Then, we assembled a multiplexer to build a multifunctional DNA computer. The multiplexer, also called the data selector, is a device that can select one input from multiple inputs and deliver it into output. The multiplexers make it possible to realize multiple functions in one device, which is important for the complicated processing systems that are wildly used in combinational circuits, e.g., processors15. The 4:1 multiplexer has four inputs, one output, and two select signals (Fig. 3e shows a typical construction). Four combinations of select signals [(0,0), (0,1), (1,0), and (1,1)] deliver different inputs (D0–D3) to the output. To obtain a more compact construction, we integrated two AND gates into a 3-input AND gate by simply adding a strand to a single-rail AND gate and an elementary sequence to a single-rail OR gate (Supplementary Fig. 15). We assessed the system with PAGE and qPCR and found it was assembled as designed and worked property (Supplementary Figs. 14 and 17). Then, we assembled a DNA 4:1 multiplexer with our DNA components (Fig. 3e, more details can be found in Supplementary Fig. 18). The system contained 14 DNA species consisting of 39 different DNA strands. We tested all input combinations and found that the system could convert the inputs into the correct outputs (Fig. 3g, h and Supplementary Fig. 19) with a relatively short reaction time (~20 min).
Assembling DNA ALU with DNA logic gates
Inspired by the favourable performance of the full adder and 4:1 multiplexer, we constructed a 1-bit ALU by integrating these well-established logic devices. The ALUs are the principal components of a CPU and the heart of most computer systems16. The ALU performs different operations when different opcodes are added, so we can achieve multiple functions in one device (Fig. 4a, b).
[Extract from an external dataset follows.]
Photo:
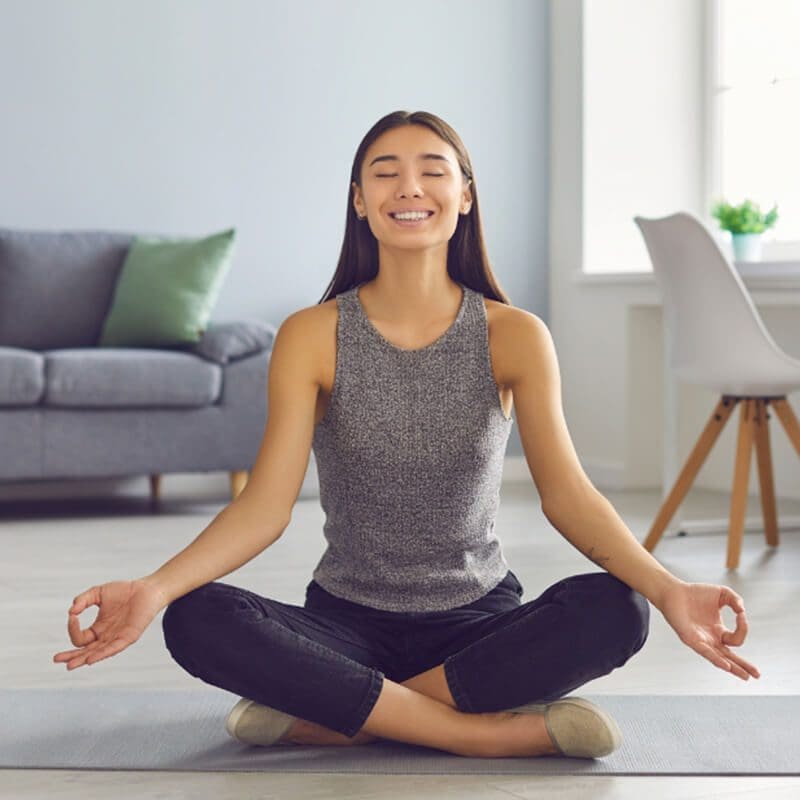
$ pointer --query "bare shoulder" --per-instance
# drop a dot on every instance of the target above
(515, 334)
(318, 330)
As far as we know, no DNA ALU has been realized because the information transfer in the ALU is constrained by the sophisticated configuration and poor efficiency. Hence, we introduced additional integrated gates instead of directly combining the full adder and multiplexer to maintain the efficiency of the system (Fig. 4c. and Supplementary Fig. 20). Then, we prepared a 4-function ALU consisting of 27 DNA species and 74 DNA strands (Fig. 4c). Furthermore, the assembled ALU worked properly and efficiently with three logic functions (NAND, OR, and AND) as well as one arithmetic function (full adder) (Fig. 4d, f and Supplementary Fig. 22). Although the ALU had relatively high leakage in output Y, the TRUE and FALSE outputs are still easily distinguished.
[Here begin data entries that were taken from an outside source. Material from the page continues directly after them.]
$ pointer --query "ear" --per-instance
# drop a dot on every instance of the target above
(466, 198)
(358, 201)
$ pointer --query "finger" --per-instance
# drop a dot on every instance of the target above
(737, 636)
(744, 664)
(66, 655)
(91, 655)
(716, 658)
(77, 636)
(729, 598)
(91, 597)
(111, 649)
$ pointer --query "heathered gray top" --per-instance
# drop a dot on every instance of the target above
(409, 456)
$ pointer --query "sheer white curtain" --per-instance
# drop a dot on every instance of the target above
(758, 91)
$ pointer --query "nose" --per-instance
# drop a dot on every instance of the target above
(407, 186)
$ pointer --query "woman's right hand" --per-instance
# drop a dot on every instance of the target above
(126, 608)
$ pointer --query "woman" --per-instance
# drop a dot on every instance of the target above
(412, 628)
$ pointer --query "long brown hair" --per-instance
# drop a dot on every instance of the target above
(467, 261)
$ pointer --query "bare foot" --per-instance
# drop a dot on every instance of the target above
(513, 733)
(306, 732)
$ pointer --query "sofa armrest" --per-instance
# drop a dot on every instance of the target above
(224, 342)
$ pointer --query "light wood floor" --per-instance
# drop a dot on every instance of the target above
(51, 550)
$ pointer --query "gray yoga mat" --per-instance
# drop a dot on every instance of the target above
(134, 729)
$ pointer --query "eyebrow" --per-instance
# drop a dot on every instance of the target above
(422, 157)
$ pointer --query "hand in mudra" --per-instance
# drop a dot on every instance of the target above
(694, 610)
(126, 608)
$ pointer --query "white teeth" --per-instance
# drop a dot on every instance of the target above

The leakage is the main challenge in our system, especially when the size scales up. The limited purity of commercial chemosynthetic DNA strands and DNA components introduced inconspicuous primary leakage. We performed some optimizations to reduce this leakage (Supplementary Figs. 4, 6, 23, and 24). However, as the size of the circuits scale up, the inconspicuous leakages of each individual gate were integrated together into a significant final leakage. We expected that a high-affinity competitor, e.g., peptide nucleic acid, to the binding site of outputs could eliminate the leakage further. Another challenge is the fast-growing DNA–DNA cross interactions when the system scales up. In our case, we only considered the cross interactions that would result in nonspecific extension. However, the complicated cross interactions may slow desired interactions when further scaling up. Hence, a fast and automatic prediction and design method is indispensable in further studies.
Although there are some formal resemblances between our method and enzyme-free DNA strand displacement, the basic strategies are distinct. Enzyme-free logic gate systems integrated different inputs without bias and compared the sum with different thresholds to obtain different logic computations, which is actually a mathematic solution7. Hence, excess input can trigger the AND gate. In contrast, our method used different architectures (tandem or parallel binding sites) to carry out strictly logical computations, which is actually a physic solution. Meanwhile, our system offered ~50-fold efficiency while only requiring ~1/3 of the strands and 1/4 of the components compared with the typical enzyme-free system (Supplementary Table 1). Moreover, even the specially designed enzyme-free single-rail half adder required the same number of strands that we used to build a dual-rail half adder17. Finally, the introduction of enzymes could offer additional space to improve efficiency and fidelity by enzyme screen or engineering18. At the time we secondly revised our manuscript, another polymerase-mediated DNA logic circuits with completely different design of logic gates published on Nature Nanotechnology19. Their work constructed the AND gate with 2 strands and the OR gate with 3 strands, which means we used equal strands to construct the basic dual-rail logic gates. However, our design show more powerful on constructing complex logic circuits as our logic gates are integrable. For example, while we can simply integrate 2 AND gates into a 3-input AND gate, their architecture did not support the 3-input logic gates. Significantly, their leakage is lower than us as they used single strands to build the gates. We believe the obvious compatibility between our design and theirs would promote the development of DNA computers together.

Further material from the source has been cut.